A runaway transition after the pump power interruption and the simultaneous guide vane servomotor failure is one of the most dangerous and complex transitions for a pumped storage power system (PSPS). This paper analyzes the fluctuation behavior and mechanism of a PSPS during a runaway transition caused by the pump power interruption. The transient cavitation flow in the PSPS is simulated by using a one-dimensional and three-dimensional coupling flow simulation method for the runaway transition. Subsequently, the effects of the transient fluctuation of the radial hydraulic thrust on the runner and transient pressures are analyzed using the short-time Fourier transform method. Finally, the mechanisms are analyzed based on the analysis of the internal flow field. This study suggests that the extreme fluctuation generally occurs near the critical transformation points between the two operation modes. In addition, the extreme fluctuation behavior is primarily related to the local backflow near the runner inlet and the unstable cavitation phenomena in the runner and the draft tube. This finding helps for optimizing the runner design to resolve the instability problems of a PSPS.
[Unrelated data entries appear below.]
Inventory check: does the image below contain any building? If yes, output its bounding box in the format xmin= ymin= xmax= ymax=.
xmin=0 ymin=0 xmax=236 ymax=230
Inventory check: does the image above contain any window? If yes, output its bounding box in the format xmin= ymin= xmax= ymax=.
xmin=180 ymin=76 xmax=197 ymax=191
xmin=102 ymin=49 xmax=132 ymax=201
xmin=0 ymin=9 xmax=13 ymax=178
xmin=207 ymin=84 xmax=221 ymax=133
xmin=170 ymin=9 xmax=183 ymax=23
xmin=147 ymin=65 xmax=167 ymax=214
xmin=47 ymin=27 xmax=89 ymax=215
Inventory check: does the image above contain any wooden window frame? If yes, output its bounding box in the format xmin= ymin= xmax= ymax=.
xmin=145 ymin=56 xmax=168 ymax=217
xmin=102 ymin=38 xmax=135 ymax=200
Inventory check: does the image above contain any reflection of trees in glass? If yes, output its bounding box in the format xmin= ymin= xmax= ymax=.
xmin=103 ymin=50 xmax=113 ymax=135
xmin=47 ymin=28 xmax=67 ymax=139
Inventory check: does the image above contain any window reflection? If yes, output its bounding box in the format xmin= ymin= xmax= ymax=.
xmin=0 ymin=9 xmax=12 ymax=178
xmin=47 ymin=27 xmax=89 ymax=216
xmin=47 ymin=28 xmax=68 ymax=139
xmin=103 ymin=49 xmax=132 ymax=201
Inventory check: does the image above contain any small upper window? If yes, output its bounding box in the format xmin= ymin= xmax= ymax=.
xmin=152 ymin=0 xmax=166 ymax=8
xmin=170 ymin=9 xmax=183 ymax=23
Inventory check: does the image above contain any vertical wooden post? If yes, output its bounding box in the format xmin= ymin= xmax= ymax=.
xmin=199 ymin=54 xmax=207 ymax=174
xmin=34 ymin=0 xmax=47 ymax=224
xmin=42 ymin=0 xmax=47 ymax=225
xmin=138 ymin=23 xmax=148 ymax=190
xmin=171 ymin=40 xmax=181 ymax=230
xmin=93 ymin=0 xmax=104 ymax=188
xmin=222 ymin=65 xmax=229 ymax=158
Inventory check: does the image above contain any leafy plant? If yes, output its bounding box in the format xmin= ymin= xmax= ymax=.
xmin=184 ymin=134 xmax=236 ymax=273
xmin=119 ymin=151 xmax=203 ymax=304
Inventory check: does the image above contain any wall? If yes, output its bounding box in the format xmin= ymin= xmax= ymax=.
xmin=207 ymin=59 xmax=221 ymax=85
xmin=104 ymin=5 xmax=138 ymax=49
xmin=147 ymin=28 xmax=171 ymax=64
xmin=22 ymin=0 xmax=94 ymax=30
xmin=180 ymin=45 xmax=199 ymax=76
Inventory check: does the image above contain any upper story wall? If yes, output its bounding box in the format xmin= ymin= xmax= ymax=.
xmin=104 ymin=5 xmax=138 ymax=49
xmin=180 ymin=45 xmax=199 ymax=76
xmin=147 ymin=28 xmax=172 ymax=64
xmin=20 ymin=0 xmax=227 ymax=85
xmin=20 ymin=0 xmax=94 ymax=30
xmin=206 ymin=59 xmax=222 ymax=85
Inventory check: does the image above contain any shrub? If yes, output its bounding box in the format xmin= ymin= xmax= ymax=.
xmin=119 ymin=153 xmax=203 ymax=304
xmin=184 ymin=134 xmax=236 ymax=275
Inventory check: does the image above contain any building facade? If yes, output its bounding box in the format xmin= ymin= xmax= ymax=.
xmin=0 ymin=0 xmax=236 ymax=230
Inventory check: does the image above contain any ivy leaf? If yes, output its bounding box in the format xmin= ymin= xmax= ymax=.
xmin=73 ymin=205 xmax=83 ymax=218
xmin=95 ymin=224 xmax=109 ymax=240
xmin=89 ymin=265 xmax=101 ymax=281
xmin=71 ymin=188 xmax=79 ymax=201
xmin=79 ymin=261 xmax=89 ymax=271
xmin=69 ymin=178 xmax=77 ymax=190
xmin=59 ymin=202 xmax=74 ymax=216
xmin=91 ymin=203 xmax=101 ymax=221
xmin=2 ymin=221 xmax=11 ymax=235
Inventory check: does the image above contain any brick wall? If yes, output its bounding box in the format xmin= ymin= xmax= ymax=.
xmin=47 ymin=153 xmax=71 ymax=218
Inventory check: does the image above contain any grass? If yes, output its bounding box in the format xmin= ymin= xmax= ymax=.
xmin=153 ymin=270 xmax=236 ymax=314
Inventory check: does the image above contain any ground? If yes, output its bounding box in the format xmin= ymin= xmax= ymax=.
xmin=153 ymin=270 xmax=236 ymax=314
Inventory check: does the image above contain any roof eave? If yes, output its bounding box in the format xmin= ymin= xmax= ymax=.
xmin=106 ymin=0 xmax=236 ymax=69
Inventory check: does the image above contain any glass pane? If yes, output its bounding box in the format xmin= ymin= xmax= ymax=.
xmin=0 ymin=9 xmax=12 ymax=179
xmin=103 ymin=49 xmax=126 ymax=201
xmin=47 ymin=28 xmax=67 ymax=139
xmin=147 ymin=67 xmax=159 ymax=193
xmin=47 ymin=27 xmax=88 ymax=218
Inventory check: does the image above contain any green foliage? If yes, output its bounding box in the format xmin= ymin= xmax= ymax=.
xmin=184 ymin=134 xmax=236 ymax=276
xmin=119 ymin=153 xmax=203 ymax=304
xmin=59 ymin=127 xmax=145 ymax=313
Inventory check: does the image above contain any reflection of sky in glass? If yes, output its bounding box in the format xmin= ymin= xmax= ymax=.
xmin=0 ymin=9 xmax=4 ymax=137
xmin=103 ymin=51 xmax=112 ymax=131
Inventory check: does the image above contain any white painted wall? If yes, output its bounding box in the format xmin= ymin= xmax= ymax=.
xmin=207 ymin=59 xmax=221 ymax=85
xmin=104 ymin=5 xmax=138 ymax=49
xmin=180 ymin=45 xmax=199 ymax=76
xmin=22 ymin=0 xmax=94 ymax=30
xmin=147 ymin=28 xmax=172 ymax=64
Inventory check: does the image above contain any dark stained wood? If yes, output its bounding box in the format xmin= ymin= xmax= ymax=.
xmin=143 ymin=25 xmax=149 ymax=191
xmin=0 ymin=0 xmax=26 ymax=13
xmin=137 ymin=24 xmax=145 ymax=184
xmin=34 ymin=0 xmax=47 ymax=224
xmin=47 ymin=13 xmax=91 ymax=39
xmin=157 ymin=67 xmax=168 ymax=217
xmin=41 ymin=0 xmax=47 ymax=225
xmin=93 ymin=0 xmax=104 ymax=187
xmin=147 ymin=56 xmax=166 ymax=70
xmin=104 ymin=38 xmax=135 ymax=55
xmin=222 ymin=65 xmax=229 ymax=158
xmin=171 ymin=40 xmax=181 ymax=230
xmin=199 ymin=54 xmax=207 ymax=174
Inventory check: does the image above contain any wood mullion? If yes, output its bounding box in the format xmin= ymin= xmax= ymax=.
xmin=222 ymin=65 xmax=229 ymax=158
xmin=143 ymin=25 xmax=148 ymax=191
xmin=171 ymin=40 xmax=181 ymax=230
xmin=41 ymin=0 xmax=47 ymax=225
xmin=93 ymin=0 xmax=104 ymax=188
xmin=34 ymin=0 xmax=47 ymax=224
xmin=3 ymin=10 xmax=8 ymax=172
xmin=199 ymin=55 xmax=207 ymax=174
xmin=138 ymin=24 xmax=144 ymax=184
泵电源中断和导叶伺服电机同时发生故障后的失控过渡是抽水蓄能发电系统 (PSPS) 最危险和最复杂的过渡之一。本文分析了PSPS在泵电源中断引起的失控过渡过程中的波动行为和机制。PSPS中的瞬态空化流是采用一维和三维耦合流模拟方法对失控过渡进行模拟的。随后，利用短时傅里叶变换方法分析了径向水推力瞬态波动对转轮和瞬态压力的影响。最后，在分析内部流场的基础上，对机理进行了分析。这项研究表明，极端波动通常发生在两种运行模式之间的临界转变点附近。此外，极端波动行为主要与转轮入口附近的局部回流以及转轮和导流管内不稳定的空化现象有关。这一发现有助于优化流道设计以解决 PSPS 的不稳定性问题。